Terecht stelt de staatssecretaris dat jongeren gemotiveerder zijn
wanneer zij inspraak hebben bij het samenstellen van hun eigen
traject. Het is dan ook opmerkelijk dat er in de wet niet het recht op
inspraak bij het doen van een leerwerkaanbod is opgenomen. Inspraak,
zo stelt de staatssecretaris, moet maar via de cliëntenparticipatie
vorm krijgen, maar dat is natuurlijk onzin. Als een jongere inspraak
wil bij bijvoorbeeld het kiezen van de opleiding voor hem of haar,
gaat hij of zij niet eerst naar de cliëntenraad. Dat zou het optuigen
van bureaucratie zijn.
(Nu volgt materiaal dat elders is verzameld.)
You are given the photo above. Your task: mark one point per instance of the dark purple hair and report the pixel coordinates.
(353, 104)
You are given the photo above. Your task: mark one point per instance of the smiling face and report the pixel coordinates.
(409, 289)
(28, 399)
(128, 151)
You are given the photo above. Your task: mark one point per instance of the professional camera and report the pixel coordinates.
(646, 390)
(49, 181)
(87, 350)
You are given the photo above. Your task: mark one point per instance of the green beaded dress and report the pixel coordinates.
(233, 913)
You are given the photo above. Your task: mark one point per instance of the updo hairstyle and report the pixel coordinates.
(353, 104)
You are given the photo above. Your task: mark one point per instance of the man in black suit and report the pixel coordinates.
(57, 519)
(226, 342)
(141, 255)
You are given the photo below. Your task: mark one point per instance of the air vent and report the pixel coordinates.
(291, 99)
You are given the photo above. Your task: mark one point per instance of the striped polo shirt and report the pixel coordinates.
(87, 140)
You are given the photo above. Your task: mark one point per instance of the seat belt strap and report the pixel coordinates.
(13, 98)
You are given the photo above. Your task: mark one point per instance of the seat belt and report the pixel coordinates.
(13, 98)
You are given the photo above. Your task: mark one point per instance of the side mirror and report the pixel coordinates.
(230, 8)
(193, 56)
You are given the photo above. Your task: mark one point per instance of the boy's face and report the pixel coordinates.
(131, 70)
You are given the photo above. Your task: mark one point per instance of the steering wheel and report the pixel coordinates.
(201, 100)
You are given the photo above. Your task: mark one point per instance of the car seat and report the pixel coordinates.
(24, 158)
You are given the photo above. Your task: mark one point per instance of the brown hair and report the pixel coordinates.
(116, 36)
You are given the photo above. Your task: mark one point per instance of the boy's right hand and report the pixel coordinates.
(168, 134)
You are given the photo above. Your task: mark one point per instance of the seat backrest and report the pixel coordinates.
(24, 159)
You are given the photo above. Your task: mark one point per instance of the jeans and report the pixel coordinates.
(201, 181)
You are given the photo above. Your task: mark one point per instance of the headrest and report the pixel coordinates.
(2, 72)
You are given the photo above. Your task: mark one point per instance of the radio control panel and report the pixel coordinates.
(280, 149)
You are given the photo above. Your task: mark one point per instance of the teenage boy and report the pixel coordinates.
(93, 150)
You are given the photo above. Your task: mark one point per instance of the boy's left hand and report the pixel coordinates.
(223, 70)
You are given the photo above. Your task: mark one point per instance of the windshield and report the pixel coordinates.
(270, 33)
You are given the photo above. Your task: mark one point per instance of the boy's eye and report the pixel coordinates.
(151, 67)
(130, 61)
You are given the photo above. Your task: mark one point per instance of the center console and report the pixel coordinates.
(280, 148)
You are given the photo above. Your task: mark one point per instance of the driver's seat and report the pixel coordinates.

Wat is het probleem om in de wet vast te leggen
dat de jongeren de mogelijkheid hebben van inspraak bij het doen van
een aanbod? Let wel, ik vraag niet om instemmingsrecht. Het
uiteindelijke aanbod kan dus afwijken van wat de jongere wil, maar
laat hem daarover in ieder geval meepraten. Daarom heb ik een
amendement ingediend, waarmee jongeren het recht op inspraak krijgen
bij het doen van een leerwerkaanbod.
Voorzitter. Zoals gezegd steunt mijn fractie de gedachte die aan dit
wetsvoorstel ten grondslag ligt. Een uitkering mag nooit een einddoel
zijn, maar zij is soms nodig als tijdelijk vangnet. Daarom steunt mijn
fractie het amendement van de heer Spekman. Daarmee wordt beoogd om de
voorziening voor 21- en 22-jarigen niet te verlagen. Werken of leren
is het uitgangspunt, maar een afdoende voorziening voor mensen die
tussen wal en schip vallen, moet er gewoon blijven.